As we face growing pressure on water supplies, early intervention and better visibility of usage will be key to building long-term resilience.

Smart water meters are already making a measurable difference: identifying hidden leaks within days, reducing bills, and helping households and water companies act sooner. Yet with only a small proportion of homes currently using this technology, there’s a huge opportunity ahead to protect one of our most precious resources.

Gary Adams profile image

Gary Adams

Director in Calisen’s water team

Water is rarely out of the news at the moment – and rightly so. It is an essential and precious resource we must preserve to avoid predicted water shortages in years to come. In England, the Environment Agency reported that around 19% of water put into supply was still being lost through leakage in 2023–24. Smart metering can help to close the gap between supply and demand – improving long-term resilience. At present, only an estimated 12% of households in England have smart water meters, but revised plans suggest this could increase to around 51% by 2030 with a drive to accelerate the rollout even further.

The leakage challenge is not only about what happens in the network. A significant part of the problem sits on the customer side of the meter: small, hidden and continuous leaks in homes and supply pipes that can remain undetected for long periods in traditional metering environments.
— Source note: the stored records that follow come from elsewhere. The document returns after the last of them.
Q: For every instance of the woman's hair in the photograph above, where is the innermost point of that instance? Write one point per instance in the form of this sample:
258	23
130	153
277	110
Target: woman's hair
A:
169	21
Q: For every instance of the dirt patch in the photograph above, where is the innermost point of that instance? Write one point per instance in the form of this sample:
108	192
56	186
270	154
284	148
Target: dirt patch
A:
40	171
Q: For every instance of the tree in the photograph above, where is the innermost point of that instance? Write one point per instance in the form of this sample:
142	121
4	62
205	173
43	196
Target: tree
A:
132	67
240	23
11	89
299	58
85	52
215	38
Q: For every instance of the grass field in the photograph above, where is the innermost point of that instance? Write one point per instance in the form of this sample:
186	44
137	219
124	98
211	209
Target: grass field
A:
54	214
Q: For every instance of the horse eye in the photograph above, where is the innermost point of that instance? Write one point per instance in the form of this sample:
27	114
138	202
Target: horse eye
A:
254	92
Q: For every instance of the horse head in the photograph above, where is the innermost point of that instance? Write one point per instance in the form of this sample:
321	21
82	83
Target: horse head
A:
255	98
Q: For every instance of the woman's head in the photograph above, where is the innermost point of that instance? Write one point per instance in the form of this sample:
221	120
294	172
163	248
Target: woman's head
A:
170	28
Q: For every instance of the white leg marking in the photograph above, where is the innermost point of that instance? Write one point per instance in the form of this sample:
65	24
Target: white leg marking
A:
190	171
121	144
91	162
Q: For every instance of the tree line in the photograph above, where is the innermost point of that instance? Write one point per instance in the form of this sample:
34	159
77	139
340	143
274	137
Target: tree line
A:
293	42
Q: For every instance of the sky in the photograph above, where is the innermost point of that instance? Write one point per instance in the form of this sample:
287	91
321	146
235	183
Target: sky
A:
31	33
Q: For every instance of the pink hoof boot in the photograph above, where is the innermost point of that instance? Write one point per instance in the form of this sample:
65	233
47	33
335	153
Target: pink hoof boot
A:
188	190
Without regular consumption data, these leaks are often only identified after visible damage appears or when a customer receives an unexpectedly high bill. Around 40% of homes don’t have a meter at all.

Smart metering changes the equation. By providing regular, high-frequency readings, smart meters can reveal continuous flow patterns that indicate a leak much earlier than conventional approaches. That enables water companies to move from delayed, reactive detection to earlier and more targeted intervention, helping customers understand unusual usage, identify potential leaks and take action before more water, money and effort are wasted. It also gives water companies a stronger tool to support drought resilience and long-term water security.

By taking readings every hour, smart water meters help water companies identify leaks in the home within days. A leak could be as little as 1 litre per hour, which could be a dripping tap or seeping connection on an internal pipe. Aggregated across millions of properties, even small continuous leaks can represent a significant and largely avoidable source of water loss.

We know from the smart water meters that have been installed already that results can be achieved quickly with water companies declaring that up to 22% of properties where a smart meter is fitted have an existing leak they didn’t even know about or chose to ignore. Thames Water stated that its smart metering programme has helped detect around 84,000 customer-side leaks, saving 120 megalitres per day. Meanwhile, Anglian Water has said its leak alert service has identified over 600,000 customer leaks since 2021, saving customers an average of 14.75 litres per household per day and reducing bills by an average of £25.

As the industry accelerates towards large-scale deployment, the real opportunity lies in how this data is used, turning insight into action, and detection into prevention. Getting this right will not only reduce waste and bills but play a central role in securing long-term water resilience across the UK.

At Calisen, we see this as the next stage in smart water metering: not simply deploying assets, but helping translate smart data into earlier intervention, better customer engagement and stronger operational outcomes.